State-run power major NTPC on Tuesday received an overwhelming response for its bond issue by garnering Rs 3,310 crore, much ahead of its scheduled closing.

"The issue was oversubscribed by 3.3 times. As against Rs 1,000 crore, NTPC has already collected about Rs 3,310 crore, Rs 2,310 crore above the base size," the company said in a statement.

The tax-free bond issue, which opened on Monday was earlier scheduled to close on December 16 but will formally close on Wednesday, according to a company official.

This was the state-run company's first bond issue after a gap of over 20 years.
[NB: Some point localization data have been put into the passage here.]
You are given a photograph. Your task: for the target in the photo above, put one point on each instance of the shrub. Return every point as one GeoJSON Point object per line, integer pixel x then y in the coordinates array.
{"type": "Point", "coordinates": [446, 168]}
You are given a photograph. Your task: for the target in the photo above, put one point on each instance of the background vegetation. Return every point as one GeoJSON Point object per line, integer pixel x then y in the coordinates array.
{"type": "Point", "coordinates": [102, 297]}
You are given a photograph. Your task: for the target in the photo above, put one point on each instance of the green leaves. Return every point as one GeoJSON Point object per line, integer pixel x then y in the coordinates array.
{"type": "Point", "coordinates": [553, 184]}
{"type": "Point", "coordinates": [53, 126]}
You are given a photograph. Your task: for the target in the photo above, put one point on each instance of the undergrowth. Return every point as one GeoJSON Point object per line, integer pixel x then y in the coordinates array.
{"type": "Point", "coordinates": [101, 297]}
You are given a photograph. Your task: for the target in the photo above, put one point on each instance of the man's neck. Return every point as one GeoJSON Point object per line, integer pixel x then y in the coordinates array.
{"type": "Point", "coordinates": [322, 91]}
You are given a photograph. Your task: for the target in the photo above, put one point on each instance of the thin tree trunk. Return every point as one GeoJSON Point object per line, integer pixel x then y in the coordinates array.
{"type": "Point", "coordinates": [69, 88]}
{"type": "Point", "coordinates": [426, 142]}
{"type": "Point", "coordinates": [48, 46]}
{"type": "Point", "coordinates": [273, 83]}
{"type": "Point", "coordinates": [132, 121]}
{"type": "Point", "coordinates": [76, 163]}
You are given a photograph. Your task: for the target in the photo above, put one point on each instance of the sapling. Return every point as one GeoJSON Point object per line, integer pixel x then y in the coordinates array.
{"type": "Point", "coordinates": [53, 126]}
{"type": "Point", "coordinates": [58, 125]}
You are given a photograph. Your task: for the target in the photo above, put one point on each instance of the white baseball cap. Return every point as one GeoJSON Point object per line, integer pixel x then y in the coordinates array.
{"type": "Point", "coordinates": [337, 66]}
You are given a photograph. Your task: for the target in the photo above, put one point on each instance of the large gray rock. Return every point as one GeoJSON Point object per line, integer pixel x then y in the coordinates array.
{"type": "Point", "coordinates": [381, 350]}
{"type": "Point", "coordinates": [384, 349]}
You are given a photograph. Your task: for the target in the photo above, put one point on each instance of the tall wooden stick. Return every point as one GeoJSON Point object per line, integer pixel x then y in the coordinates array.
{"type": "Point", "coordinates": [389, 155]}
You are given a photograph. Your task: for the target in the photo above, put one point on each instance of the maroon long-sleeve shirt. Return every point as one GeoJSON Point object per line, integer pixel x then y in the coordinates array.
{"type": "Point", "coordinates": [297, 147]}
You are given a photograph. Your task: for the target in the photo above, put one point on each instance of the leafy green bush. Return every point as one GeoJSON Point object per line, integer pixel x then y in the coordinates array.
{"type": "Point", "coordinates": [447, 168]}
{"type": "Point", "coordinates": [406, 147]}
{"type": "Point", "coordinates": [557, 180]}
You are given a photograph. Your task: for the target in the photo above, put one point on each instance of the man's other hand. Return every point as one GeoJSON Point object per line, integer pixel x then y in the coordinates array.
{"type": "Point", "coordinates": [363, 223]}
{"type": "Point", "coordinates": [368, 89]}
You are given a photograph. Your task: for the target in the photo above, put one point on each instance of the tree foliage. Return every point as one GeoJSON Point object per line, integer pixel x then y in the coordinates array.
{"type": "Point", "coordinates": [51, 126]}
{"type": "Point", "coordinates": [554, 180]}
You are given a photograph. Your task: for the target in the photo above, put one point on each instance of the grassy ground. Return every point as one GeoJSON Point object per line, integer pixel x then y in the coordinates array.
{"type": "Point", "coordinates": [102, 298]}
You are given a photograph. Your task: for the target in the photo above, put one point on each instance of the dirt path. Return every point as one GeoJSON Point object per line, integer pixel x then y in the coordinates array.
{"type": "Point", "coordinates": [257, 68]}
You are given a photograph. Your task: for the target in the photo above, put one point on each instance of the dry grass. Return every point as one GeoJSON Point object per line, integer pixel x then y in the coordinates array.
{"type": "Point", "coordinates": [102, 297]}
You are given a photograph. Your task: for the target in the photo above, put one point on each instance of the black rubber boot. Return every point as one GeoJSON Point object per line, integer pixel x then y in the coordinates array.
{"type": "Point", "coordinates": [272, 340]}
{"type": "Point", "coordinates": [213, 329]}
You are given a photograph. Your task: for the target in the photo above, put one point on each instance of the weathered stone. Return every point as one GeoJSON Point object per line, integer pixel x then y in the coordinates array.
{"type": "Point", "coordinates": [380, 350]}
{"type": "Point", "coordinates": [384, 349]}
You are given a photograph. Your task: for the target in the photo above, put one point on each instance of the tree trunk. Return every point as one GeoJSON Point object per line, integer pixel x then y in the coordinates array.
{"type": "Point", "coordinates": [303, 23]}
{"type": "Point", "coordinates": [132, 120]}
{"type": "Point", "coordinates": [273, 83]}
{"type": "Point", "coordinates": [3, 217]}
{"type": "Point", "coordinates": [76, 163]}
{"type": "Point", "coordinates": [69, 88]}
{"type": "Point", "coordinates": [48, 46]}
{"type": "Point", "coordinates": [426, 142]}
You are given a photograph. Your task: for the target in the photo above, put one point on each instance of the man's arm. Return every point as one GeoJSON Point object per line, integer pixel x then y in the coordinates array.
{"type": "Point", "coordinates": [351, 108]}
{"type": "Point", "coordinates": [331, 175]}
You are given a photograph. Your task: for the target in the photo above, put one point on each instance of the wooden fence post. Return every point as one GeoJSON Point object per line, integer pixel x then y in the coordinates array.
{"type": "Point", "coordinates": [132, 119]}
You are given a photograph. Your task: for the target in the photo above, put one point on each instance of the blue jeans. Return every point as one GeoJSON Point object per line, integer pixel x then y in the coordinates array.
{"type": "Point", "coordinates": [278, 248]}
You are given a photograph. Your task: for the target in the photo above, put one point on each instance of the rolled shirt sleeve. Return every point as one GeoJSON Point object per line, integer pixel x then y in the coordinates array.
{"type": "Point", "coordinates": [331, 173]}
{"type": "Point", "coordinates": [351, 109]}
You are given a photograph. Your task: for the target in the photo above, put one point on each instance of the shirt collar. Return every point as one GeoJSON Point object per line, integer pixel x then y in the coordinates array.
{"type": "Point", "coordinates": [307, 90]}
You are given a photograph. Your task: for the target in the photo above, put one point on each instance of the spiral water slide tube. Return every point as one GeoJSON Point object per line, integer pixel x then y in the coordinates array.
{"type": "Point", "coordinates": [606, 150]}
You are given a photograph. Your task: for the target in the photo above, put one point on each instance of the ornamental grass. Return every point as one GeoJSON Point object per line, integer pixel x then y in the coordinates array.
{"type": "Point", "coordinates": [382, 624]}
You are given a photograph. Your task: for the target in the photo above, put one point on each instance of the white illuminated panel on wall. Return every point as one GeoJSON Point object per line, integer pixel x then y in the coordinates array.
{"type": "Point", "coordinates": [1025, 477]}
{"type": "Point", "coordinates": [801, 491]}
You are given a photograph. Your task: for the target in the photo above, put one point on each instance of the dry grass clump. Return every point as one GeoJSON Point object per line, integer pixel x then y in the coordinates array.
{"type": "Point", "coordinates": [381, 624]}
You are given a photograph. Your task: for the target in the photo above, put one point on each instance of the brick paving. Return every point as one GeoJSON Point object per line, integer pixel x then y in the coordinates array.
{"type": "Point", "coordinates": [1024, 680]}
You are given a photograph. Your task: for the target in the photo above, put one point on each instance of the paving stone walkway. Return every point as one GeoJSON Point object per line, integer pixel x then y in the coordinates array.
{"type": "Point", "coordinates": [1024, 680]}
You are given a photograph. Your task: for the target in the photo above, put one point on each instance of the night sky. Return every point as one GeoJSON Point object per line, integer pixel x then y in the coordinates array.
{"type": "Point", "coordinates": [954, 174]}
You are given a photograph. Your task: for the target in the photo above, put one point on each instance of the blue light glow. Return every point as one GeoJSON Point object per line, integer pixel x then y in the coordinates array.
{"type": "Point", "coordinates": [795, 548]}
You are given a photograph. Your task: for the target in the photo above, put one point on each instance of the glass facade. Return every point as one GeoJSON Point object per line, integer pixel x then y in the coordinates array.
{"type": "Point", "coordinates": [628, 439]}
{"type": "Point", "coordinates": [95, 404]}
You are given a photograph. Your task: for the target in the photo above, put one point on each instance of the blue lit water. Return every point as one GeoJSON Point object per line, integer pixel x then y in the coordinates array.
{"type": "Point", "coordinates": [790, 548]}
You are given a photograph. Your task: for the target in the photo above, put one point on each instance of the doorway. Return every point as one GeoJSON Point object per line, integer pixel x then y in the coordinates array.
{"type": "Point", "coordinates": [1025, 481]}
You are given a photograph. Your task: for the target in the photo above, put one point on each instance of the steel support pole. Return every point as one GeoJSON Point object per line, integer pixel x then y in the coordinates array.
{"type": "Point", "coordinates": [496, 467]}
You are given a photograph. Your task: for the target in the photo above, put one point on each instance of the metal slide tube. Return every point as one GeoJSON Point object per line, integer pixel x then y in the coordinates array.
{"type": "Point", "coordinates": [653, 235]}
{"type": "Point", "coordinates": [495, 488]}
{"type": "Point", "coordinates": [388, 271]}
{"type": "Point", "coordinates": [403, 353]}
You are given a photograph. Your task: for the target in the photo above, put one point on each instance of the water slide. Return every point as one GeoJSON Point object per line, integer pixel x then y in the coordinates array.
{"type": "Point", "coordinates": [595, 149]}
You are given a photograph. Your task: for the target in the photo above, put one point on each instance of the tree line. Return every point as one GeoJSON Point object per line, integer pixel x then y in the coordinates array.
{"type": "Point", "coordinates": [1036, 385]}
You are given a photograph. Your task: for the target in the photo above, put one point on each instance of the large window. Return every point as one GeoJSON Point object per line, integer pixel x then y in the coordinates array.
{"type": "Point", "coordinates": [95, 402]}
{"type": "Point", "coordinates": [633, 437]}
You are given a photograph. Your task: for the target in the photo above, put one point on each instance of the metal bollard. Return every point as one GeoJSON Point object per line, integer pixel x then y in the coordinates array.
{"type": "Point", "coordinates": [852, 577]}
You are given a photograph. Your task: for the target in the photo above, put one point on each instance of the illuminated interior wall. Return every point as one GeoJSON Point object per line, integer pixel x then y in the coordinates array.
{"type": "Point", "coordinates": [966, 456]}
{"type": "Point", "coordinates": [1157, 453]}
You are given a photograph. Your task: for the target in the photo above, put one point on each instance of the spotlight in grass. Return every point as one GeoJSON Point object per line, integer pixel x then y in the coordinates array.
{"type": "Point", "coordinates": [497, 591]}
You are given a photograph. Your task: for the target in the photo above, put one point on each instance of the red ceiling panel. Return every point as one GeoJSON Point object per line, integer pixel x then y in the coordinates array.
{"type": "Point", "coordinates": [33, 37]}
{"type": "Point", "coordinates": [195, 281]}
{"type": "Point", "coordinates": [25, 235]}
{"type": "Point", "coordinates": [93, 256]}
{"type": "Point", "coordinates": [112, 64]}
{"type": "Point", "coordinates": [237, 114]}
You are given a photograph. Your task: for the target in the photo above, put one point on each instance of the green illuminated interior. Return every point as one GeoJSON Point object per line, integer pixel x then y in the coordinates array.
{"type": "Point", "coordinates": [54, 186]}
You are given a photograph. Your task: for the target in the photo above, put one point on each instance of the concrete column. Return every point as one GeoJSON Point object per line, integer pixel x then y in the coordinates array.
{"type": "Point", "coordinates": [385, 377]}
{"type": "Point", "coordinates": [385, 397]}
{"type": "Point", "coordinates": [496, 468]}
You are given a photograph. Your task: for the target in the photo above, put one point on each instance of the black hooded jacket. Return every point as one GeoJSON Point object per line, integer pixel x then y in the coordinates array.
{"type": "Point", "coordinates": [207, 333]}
Under the offer, the company issued tax-free secured, redeemable non-convertible bonds.

The base issue size aggregates to Rs 1,000 crore with an option to retain over-subscription up to Rs 750 crore for issuance of additional bonds, aggregating up to Rs 1,750 crore.

The funds raised through the issue would be utilised towards funding of capital expenditure and refinancing for meeting the debt requirement in ongoing projects.

The company in the statement said the qualified institutional buyers (QIB) oversubscribed by 4.2 times, garnering Rs 423 crore against allocation of Rs 100 crore.

"Corporates contributed Rs 1,374 crore against allocation of Rs 250 crore, oversubscribed by 5.5 times," the statement said.

It also said that that high net worth individuals  also chipped in with Rs 851 crore against allocation of Rs 250 crore and over-subscription of 3.4 times.

The company, last month, filed a prospectus with the Registrar of Companies (RoC), Delhi and Haryana in connection with its proposed public issue of tax-free secured redeemable non-convertible bonds, it  said.

The lead managers to the issue are ICICI Securities, A K Capital Services, Axis Capital, SBI Capital Markets and Kotak Mahindra Capital Company.

At present, NTPC has a capacity of nearly 42,000 MW and targets to add about 14,000 MW to its total capacity by the end of 2016-17.

Shares in NTPC, on Tuesday, ended at Rs 145.70 apiece on the BSE, down 1.09 per cent from the previous close.